Yeah every car I’ve had the last few years likes to tell me, with seeming urgency, that it has shifted from 38 to 37 degrees. Thanks car. Since I park in the garage, this inevitably happens every morning for a good chunk of the year.
The automated braking when you are reversing, sometimes its so sensitive that something on the floor triggers it and brakes the car like you hit a wall. The other day I made an “illegal” U turn and I got stuck trying to reverse, I ended driving over the shoulder into the grass and looking like a maniac.
Powered hatches and doors. They take so long to operate that they’re an inconvenience feature.
THIS. Happy they exist for the people that need them, but I wish they were somehow bypassed when not in use.

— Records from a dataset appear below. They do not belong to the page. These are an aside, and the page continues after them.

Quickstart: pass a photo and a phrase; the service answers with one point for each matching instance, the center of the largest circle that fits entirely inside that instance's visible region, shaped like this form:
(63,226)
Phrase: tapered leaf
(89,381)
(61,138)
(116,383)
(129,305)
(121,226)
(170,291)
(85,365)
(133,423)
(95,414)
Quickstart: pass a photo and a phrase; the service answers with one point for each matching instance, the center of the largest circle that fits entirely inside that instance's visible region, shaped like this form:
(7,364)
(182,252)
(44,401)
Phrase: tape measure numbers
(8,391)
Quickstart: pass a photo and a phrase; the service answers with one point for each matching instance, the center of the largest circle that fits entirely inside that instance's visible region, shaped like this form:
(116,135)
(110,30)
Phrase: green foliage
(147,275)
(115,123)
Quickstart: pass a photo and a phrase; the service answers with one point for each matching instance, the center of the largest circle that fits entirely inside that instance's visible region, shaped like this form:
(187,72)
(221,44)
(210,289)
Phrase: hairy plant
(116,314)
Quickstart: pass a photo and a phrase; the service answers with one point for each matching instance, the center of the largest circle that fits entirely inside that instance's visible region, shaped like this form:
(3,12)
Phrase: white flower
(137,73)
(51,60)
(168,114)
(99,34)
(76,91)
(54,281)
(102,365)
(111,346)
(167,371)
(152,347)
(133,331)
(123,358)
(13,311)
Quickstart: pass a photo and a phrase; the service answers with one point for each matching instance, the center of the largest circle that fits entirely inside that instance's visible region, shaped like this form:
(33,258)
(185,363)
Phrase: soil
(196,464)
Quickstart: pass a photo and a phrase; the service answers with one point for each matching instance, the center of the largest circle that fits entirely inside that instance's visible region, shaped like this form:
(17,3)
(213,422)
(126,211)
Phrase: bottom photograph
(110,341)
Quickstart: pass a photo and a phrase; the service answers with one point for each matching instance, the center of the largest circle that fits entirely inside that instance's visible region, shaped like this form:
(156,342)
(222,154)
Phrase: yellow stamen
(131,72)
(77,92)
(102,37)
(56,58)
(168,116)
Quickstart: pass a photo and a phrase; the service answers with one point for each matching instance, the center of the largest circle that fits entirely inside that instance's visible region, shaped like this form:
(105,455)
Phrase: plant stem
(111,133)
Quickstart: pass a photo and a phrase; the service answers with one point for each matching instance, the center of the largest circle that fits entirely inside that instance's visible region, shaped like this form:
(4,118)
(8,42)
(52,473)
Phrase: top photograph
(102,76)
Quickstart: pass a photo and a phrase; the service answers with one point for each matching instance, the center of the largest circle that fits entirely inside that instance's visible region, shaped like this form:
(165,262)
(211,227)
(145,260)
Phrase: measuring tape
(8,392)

When I forget and yank a powered hatch open or closed they make such a noise I feel like I’m going to break it.
I always disabled start/stop in my F150. Beyond anything else, I wince just thinking about all that additional journal bearing wear on every restart until oil pressure comes back up.
Any connectivity to the vehicle at all, lane keep assist is a close second. My 2021 Jeep Cherokee HATED Woodward Avenue’s lane markers, which are totally fine for humans. I disabled it after a week of fighting against it.
Anything past heated seats/wheel, Android Auto, and a bumpin sound system is superfluous to me (cruise and A/C have been standard for decades, so I omitted them).
Voice commands (in car, not Google); three cars, and it hasn’t worked reliably yet.
Auto start-stop is really the only answer here. Since that was called out in the article already, I’ll have to go with, umm, Nope. Still auto start-stop..
bluetooth text/calls and anything they try to put in a subscription.
Anything you’re gonna make me subscribe to, I will all of a sudden not need at all.
I could do without the iPad glued to dash. My 2008 BMW, Bangled as it was, at least integrated the screen within the dash. Give credit to Bangle for bringing a binnacle!
For me, it’s automatic emergency braking. The only times it’s activated have been from invisible, fabricated obstructions. It’s basically a surprise code brown.